Following a year of expansion, multi-basin E&P Ovintiv Inc. is taking a measured approach in 2023 with plans to capitalize on its existing portfolio, and with M&A, a mix of bolt-ons and organic leasing, the company said in its fourth quarter earnings call on Feb. 28.
In 2022, Ovintiv expanded its drilling inventory with approximately 450 new locations through low-cost bolt-on transactions and inventory appraisal, primarily in the Permian Basin. The additional inventory was twice the number of net wells drilled in 2022 for $286 million of acquisition capital.
Ovintiv plans to bring fourth-quarter 2022 DUCs online in 2023. The company’s guidance for its U.S. and Canadian plays includes bringing online:
- 70 to 80 net wells in the Permian;
- 70 to 80 net wells in the Montney Shale;
- 40 to 50 net wells in the Uinta and Bakken; and
- 25 to 30 net wells in the Anadarko.
“One of the keys to generating durable returns is having a deep premium inventory,” said Brendan McCracken, Ovintiv president and CEO, in the earnings call. “We drill a little over 200 wells a year as our ‘23 plan. So, we need to be replacing that as we go is our view. And our strategy is to do that with a combination of both the organic effort to get more locations on the acres we already control, but also the bolt-on approach that you've seen us following.”
Despite 2022 portfolio renewals and plans for continued growth, Ovintiv said in its earnings call that 2023’s less-than-stellar outlook for natural gas and NGL prices pushed the company to allocate capital to oil condensate rich parts of its portfolio.
The Uinta matched the Permian for the highest operating margin in 2022, and in the Bakken, the 10-well Cramer pad exceeded expectations with 2 MMbbl of oil in 200 days. Ovintiv is focused on takeaway capacity and getting barrels to market for optimal results, said Greg Givens, Ovintiv COO.
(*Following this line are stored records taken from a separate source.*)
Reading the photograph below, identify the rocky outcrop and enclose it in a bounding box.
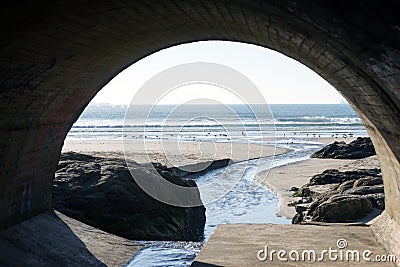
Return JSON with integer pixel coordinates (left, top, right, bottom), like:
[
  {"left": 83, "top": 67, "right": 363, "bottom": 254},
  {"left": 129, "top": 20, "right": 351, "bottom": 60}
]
[
  {"left": 53, "top": 153, "right": 205, "bottom": 241},
  {"left": 290, "top": 169, "right": 385, "bottom": 224},
  {"left": 311, "top": 137, "right": 376, "bottom": 159}
]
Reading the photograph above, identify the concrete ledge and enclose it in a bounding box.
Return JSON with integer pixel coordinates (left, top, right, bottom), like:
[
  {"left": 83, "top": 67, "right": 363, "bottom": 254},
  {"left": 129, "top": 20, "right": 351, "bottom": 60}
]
[
  {"left": 192, "top": 224, "right": 394, "bottom": 266},
  {"left": 0, "top": 212, "right": 141, "bottom": 266}
]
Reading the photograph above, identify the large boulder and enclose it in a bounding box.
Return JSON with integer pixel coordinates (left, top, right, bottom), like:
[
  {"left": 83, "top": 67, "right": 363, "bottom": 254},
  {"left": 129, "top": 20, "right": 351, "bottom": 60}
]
[
  {"left": 292, "top": 169, "right": 385, "bottom": 224},
  {"left": 312, "top": 195, "right": 372, "bottom": 222},
  {"left": 308, "top": 169, "right": 381, "bottom": 185},
  {"left": 53, "top": 153, "right": 205, "bottom": 241},
  {"left": 311, "top": 137, "right": 376, "bottom": 159}
]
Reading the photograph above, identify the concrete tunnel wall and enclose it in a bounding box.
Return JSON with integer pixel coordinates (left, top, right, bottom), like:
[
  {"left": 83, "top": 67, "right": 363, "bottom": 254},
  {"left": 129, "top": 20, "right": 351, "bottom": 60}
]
[{"left": 0, "top": 0, "right": 400, "bottom": 255}]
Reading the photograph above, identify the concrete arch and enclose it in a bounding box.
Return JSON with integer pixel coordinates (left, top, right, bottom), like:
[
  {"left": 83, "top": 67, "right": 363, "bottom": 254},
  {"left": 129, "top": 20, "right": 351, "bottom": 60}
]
[{"left": 0, "top": 0, "right": 400, "bottom": 256}]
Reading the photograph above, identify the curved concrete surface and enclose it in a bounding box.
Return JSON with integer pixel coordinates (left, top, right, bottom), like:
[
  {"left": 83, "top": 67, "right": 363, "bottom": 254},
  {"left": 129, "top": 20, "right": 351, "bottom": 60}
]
[{"left": 0, "top": 0, "right": 400, "bottom": 262}]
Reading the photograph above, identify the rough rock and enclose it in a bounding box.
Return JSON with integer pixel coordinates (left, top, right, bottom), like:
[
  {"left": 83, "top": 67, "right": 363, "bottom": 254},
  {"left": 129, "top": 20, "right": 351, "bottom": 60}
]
[
  {"left": 313, "top": 195, "right": 372, "bottom": 222},
  {"left": 311, "top": 137, "right": 376, "bottom": 159},
  {"left": 291, "top": 169, "right": 385, "bottom": 224},
  {"left": 308, "top": 169, "right": 381, "bottom": 185},
  {"left": 53, "top": 153, "right": 205, "bottom": 241}
]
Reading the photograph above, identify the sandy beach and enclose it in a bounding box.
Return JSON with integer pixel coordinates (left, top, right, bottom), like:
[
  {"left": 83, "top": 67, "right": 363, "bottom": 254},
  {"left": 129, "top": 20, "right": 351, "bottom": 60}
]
[
  {"left": 62, "top": 137, "right": 372, "bottom": 222},
  {"left": 260, "top": 156, "right": 379, "bottom": 221}
]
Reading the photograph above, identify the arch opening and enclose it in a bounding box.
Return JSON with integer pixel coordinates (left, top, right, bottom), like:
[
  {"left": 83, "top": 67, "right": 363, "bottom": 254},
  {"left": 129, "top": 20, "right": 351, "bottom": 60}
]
[{"left": 0, "top": 1, "right": 400, "bottom": 262}]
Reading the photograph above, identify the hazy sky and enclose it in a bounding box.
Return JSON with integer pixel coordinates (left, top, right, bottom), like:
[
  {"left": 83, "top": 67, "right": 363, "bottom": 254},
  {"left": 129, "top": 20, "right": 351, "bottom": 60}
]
[{"left": 93, "top": 41, "right": 344, "bottom": 104}]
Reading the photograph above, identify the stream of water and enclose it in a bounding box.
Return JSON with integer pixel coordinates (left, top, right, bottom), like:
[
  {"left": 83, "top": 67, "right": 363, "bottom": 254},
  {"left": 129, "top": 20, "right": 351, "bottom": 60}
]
[{"left": 127, "top": 142, "right": 323, "bottom": 267}]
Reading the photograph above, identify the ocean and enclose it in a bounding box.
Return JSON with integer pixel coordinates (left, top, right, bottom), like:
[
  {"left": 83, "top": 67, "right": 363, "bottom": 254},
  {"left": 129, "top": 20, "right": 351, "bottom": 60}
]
[
  {"left": 67, "top": 104, "right": 367, "bottom": 143},
  {"left": 67, "top": 104, "right": 368, "bottom": 267}
]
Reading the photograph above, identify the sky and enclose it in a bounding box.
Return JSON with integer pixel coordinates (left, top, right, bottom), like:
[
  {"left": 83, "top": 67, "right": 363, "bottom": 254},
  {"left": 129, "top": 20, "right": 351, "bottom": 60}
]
[{"left": 92, "top": 41, "right": 345, "bottom": 105}]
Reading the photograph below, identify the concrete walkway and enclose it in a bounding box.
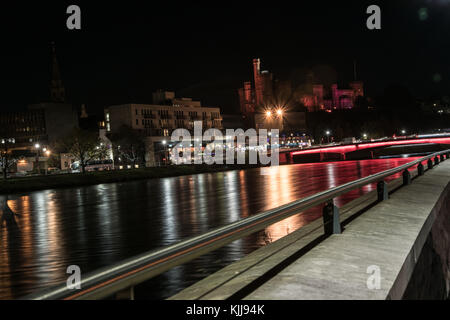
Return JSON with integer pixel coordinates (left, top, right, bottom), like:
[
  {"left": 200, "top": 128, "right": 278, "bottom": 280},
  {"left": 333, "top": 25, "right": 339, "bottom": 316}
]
[{"left": 245, "top": 160, "right": 450, "bottom": 300}]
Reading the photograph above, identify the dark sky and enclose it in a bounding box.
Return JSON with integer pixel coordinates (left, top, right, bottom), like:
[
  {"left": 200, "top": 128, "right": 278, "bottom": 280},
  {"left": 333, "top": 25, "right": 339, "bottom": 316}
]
[{"left": 0, "top": 0, "right": 450, "bottom": 112}]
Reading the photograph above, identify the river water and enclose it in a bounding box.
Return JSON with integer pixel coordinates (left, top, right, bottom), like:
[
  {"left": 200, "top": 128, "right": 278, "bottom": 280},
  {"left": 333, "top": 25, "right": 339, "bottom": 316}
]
[{"left": 0, "top": 158, "right": 413, "bottom": 299}]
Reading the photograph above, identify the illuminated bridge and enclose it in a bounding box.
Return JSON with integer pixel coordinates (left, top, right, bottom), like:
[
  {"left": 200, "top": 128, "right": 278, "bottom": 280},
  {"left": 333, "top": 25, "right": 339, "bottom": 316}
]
[{"left": 280, "top": 135, "right": 450, "bottom": 164}]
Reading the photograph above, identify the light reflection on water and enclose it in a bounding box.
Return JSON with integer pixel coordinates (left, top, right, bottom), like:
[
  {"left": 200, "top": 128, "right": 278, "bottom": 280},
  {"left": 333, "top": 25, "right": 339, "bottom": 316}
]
[{"left": 0, "top": 158, "right": 413, "bottom": 299}]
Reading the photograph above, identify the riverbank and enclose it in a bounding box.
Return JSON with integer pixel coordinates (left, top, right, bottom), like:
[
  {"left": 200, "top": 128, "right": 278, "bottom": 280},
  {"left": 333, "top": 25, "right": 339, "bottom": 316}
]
[{"left": 0, "top": 165, "right": 258, "bottom": 194}]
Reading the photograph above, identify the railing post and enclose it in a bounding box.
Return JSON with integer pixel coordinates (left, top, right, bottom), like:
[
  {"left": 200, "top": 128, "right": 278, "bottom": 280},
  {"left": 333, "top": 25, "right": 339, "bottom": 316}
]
[
  {"left": 427, "top": 159, "right": 433, "bottom": 170},
  {"left": 377, "top": 180, "right": 389, "bottom": 201},
  {"left": 403, "top": 169, "right": 411, "bottom": 186},
  {"left": 417, "top": 162, "right": 424, "bottom": 176},
  {"left": 323, "top": 200, "right": 341, "bottom": 235}
]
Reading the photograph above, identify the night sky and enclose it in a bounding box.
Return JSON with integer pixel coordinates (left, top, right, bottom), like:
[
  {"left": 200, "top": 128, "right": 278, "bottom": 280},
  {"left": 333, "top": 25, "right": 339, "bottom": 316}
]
[{"left": 0, "top": 0, "right": 450, "bottom": 113}]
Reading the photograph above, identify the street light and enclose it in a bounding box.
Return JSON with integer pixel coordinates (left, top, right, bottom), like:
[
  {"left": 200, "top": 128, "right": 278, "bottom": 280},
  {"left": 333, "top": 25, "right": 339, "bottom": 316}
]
[
  {"left": 162, "top": 140, "right": 167, "bottom": 165},
  {"left": 34, "top": 143, "right": 41, "bottom": 173}
]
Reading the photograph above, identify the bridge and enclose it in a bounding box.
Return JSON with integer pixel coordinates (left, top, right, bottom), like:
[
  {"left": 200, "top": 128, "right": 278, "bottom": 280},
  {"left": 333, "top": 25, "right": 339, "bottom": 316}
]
[
  {"left": 279, "top": 135, "right": 450, "bottom": 164},
  {"left": 24, "top": 149, "right": 450, "bottom": 300}
]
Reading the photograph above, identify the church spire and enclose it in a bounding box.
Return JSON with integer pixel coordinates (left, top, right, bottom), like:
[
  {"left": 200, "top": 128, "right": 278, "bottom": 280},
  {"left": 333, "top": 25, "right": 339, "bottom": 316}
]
[{"left": 50, "top": 42, "right": 66, "bottom": 102}]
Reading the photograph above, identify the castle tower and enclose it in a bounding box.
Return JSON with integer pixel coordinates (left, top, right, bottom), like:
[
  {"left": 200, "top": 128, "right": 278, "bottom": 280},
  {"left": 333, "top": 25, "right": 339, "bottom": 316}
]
[
  {"left": 50, "top": 42, "right": 66, "bottom": 103},
  {"left": 253, "top": 59, "right": 264, "bottom": 106}
]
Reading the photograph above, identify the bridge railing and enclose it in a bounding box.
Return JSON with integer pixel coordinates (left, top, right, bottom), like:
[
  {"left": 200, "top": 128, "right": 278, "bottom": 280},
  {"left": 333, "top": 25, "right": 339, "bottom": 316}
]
[{"left": 23, "top": 149, "right": 450, "bottom": 300}]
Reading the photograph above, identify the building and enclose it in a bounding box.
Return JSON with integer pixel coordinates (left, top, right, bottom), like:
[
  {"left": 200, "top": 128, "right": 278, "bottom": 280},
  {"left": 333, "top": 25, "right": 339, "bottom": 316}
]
[
  {"left": 238, "top": 59, "right": 308, "bottom": 136},
  {"left": 238, "top": 59, "right": 364, "bottom": 114},
  {"left": 0, "top": 44, "right": 78, "bottom": 171},
  {"left": 105, "top": 91, "right": 222, "bottom": 166}
]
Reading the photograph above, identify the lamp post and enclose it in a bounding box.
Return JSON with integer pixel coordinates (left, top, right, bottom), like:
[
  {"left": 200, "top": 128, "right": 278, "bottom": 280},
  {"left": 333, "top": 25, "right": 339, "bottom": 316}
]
[
  {"left": 34, "top": 143, "right": 41, "bottom": 173},
  {"left": 162, "top": 140, "right": 167, "bottom": 165}
]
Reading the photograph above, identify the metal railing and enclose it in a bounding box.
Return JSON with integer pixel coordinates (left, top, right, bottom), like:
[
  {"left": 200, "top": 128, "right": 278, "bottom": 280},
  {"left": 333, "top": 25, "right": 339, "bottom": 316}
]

“So [an] encouraged but measured approach,” said Givens.
If economic factors dictate, Ovintiv is positioned to shift capital to other parts of its portfolio “in response to lower commodity or lower service costs to one basin versus another,” he said.
Debt down, dividend up
In 2022, total long-term debt was reduced by approximately $1.2 billion, and the company reported returning almost $1 billion to shareholders through base dividend and share buybacks.
On Feb. 27, Ovintiv announced a quarterly dividend of $0.25 per share of common stock payable on March 31 to shareholders on record as of March 15.
“In 2022, we delivered tremendous profitability, increased direct returns to our shareholders, bolstered our financial strength, extended our future inventory runway and continued our strong social and emissions performance,” McCracken said. “I'm confident our team will continue to deliver leading capital efficiency and durable returns for our shareholders in 2023 and beyond.”